Is this because slowMethod is executed in the same thread than the GUI? If I am wrong, with async normally use the same thread than the method which call the await method, but I think that the reason of the async avoid this.
How can I simulate an slowMethod without thread.Sleep? Perhaps this is the problem, because in slowMethod I sleep the thread, and the thread of slowMethod is the same than the GUI.
This makes me think that is always recommended execute in other thread the code of the async methods? If this is correct, which is the sense to use async if also I need to use task for not blocking the main thread?
When to use async and when to use tasks?
For this probes, I am following the examples in this web: http://www.codeproject.com/Articles/127291/C-5-0-vNext-New-Asynchronous-Pattern
In this example, it's used client.DownloadStringTaskAsync as slowMethod, but in my case, instead of using a WebClient, I use a dummy method, with a sleep to simulate a slowMethod. I think that is the unique difference.
Thanks.
Daimroc.
Simulate waits using await TaskEx.Delay(5000), which executes an asynchronous sleep/delay.
You may also want to read up some more on async/await. There are several good Channel9 videos; Stephen Toub, Eric Lippert, and many other Microsoft bloggers have excellent overviews. Jon Skeet's "eduasync" blog series is also good for really going deep. I've written up an async intro on my own blog, as have many others.
Here's how async and await really work, in a nutshell:
The async keyword only enables the await keyword. That is all. It does not run the method on a background thread.
await only acts asynchronously if its "awaiter" is not completed.
So in your case, btnAsync01_Click and slowMethodAsync both run on the UI thread. slowMethodAsync will run synchronously (executing Thread.Sleep), and then return to btnAsync01_Click, which awaits the already-completed task.
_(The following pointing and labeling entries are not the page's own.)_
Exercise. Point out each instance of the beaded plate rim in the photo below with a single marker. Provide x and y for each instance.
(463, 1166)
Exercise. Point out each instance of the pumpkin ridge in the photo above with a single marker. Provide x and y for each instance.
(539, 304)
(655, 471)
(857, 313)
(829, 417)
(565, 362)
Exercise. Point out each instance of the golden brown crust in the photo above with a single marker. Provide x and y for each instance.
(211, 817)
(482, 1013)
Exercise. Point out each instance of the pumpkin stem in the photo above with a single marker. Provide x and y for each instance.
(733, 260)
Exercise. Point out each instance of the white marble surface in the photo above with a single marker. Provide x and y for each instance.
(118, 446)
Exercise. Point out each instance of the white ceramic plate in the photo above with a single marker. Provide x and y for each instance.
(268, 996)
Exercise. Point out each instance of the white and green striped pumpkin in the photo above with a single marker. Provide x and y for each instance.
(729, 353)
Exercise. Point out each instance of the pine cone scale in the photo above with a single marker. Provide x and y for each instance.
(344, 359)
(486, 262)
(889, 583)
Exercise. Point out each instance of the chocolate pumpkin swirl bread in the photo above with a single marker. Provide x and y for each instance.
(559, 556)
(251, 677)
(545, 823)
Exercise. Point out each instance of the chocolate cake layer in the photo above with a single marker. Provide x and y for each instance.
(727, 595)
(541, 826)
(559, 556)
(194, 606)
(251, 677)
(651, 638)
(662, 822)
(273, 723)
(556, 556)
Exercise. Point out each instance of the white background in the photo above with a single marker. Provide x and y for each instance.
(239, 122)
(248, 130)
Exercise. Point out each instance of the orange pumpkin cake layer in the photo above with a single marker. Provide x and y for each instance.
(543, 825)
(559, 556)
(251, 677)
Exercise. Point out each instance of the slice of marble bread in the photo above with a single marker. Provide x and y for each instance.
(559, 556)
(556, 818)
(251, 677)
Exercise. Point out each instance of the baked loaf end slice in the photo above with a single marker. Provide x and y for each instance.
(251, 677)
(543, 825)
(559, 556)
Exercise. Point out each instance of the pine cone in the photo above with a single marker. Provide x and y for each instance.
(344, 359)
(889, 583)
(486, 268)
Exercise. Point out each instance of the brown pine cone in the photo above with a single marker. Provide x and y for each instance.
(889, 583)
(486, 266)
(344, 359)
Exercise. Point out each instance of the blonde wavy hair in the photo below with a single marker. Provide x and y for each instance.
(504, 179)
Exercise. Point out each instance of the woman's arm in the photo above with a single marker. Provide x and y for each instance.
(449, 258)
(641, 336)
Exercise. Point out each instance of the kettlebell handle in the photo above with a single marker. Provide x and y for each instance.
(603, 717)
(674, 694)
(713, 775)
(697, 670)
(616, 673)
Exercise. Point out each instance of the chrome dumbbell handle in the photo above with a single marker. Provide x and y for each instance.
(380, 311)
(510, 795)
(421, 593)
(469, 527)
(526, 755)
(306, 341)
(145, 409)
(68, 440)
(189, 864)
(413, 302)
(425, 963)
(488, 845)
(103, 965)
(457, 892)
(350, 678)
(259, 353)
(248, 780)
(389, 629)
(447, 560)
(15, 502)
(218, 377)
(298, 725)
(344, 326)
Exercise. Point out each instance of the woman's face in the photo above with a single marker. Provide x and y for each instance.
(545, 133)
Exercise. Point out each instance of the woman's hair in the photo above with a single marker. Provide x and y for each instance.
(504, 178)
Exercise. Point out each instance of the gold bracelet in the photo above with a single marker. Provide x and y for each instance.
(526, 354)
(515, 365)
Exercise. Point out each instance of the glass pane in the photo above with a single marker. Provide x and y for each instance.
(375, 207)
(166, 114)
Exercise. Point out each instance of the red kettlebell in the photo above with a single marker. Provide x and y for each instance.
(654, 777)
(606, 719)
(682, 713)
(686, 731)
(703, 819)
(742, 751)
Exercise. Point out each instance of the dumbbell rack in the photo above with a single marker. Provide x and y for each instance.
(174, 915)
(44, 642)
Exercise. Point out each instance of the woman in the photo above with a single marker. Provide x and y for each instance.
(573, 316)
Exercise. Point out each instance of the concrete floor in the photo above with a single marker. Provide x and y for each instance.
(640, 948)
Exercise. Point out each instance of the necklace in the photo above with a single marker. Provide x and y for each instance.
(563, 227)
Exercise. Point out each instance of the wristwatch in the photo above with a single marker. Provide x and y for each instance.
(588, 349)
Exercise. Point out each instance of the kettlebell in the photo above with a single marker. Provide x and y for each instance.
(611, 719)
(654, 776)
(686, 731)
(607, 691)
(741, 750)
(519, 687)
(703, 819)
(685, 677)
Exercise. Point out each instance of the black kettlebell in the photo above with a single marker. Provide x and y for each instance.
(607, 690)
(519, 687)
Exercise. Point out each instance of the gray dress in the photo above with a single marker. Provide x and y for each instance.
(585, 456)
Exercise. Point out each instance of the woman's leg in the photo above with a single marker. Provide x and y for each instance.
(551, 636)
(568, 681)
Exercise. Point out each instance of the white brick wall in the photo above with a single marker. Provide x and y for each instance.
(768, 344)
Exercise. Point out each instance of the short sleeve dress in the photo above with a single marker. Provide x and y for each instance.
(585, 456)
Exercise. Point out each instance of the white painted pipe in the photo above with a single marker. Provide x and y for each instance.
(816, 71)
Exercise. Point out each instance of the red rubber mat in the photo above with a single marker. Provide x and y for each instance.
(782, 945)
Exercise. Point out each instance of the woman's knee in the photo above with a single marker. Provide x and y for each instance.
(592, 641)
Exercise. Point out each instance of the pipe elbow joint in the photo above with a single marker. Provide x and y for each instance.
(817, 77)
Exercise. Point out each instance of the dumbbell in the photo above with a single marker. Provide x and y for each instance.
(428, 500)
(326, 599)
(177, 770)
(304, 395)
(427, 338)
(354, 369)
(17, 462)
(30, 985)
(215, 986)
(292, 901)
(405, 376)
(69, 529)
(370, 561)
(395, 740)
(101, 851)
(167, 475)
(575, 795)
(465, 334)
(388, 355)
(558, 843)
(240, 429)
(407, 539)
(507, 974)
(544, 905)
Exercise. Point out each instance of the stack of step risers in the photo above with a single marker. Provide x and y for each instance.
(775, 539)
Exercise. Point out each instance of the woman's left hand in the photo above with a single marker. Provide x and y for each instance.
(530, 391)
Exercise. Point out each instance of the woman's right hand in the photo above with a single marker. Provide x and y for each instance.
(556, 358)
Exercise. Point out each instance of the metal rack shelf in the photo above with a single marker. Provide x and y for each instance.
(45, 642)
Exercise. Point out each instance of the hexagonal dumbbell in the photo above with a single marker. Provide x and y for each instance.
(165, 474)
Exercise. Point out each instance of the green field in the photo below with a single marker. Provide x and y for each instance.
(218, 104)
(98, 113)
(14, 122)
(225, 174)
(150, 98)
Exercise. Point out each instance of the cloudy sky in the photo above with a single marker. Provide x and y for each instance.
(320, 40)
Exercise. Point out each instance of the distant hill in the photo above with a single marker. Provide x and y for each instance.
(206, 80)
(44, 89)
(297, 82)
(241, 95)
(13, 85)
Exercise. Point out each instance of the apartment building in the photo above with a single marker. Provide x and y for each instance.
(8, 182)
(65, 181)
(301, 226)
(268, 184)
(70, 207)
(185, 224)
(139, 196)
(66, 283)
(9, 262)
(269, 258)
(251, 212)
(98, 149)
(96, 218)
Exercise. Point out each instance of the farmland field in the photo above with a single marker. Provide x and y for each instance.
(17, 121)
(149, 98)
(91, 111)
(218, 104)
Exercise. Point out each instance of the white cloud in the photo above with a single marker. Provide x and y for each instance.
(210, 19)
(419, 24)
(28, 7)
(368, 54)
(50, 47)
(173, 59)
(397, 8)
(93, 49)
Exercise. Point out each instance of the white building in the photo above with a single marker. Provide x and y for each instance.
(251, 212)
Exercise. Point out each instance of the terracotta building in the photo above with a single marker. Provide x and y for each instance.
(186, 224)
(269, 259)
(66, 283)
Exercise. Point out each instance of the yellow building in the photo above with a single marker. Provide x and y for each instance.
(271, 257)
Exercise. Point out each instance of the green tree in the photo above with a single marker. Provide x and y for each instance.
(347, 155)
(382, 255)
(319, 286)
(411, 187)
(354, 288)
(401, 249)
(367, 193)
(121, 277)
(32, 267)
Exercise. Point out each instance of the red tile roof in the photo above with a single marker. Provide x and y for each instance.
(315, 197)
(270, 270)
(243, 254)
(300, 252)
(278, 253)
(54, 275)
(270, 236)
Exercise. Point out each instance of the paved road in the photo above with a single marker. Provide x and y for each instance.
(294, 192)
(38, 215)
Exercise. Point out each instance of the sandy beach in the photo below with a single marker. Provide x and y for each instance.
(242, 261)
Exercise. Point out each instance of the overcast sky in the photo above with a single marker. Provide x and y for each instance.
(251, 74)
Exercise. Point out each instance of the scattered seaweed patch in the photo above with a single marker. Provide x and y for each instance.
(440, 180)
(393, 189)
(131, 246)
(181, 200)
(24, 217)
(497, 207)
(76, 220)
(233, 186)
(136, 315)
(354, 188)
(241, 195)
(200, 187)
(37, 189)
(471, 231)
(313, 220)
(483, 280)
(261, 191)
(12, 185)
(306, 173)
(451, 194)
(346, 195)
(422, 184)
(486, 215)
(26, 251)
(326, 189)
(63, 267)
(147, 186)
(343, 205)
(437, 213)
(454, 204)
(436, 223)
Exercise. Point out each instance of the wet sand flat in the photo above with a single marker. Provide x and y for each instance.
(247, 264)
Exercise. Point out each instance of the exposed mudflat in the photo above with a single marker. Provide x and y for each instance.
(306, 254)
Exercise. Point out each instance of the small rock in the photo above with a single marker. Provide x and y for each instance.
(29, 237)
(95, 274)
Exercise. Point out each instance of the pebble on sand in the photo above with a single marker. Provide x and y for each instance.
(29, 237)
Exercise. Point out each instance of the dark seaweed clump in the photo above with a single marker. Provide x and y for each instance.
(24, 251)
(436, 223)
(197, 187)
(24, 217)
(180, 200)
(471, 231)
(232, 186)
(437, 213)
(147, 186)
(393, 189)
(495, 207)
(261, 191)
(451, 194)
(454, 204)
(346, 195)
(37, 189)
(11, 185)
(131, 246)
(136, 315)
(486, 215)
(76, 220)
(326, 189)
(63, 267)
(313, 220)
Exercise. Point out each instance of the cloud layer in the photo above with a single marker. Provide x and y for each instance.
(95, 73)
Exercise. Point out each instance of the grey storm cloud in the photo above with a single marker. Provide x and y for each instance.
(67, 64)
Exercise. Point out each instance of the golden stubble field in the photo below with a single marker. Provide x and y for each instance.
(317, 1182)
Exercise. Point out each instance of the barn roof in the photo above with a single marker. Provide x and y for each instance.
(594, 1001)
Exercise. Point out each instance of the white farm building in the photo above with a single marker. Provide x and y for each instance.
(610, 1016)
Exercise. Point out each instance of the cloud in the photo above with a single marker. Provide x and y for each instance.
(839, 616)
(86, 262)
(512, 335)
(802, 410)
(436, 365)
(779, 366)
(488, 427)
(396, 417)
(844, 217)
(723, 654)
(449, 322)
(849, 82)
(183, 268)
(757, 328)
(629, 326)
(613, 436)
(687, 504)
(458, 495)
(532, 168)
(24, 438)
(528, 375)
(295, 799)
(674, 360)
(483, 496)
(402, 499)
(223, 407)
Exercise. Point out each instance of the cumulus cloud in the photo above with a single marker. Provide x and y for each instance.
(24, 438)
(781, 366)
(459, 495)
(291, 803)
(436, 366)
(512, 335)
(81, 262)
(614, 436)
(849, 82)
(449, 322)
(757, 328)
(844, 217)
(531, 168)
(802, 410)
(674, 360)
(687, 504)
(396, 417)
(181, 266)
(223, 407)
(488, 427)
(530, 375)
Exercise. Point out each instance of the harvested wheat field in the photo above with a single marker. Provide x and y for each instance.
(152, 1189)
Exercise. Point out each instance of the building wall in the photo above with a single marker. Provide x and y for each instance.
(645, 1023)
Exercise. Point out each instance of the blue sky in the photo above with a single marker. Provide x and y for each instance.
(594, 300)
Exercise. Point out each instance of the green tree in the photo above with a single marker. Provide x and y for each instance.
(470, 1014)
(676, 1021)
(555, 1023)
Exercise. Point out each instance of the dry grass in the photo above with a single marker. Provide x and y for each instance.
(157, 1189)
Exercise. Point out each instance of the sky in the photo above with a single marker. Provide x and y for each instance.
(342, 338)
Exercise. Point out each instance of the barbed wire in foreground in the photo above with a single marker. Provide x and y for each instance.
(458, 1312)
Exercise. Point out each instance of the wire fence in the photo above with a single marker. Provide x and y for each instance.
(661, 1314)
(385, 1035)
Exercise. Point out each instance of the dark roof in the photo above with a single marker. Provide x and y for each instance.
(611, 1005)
Since the task is already completed, btnAsync01_Click just continues executing without yielding to the UI message loop.
If you replace Thread.Sleep with await TaskEx.Delay, then btnAsync01_Click will start running on the UI thread, and will call slowMethodAsync (also running on the UI thread). When slowMethodAsync awaits the delay (which is not completed), it will return an incomplete task to btnAsync01_Click. btnAsync01_Click will await that task (which is not completed), and will return to the UI loop.
When the delay expires, it will complete, and slowMethodAsync will resume (on the UI thread). When slowMethodAsync completes, its returned task will complete, and btnAsync01_Click will resume (on the UI thread).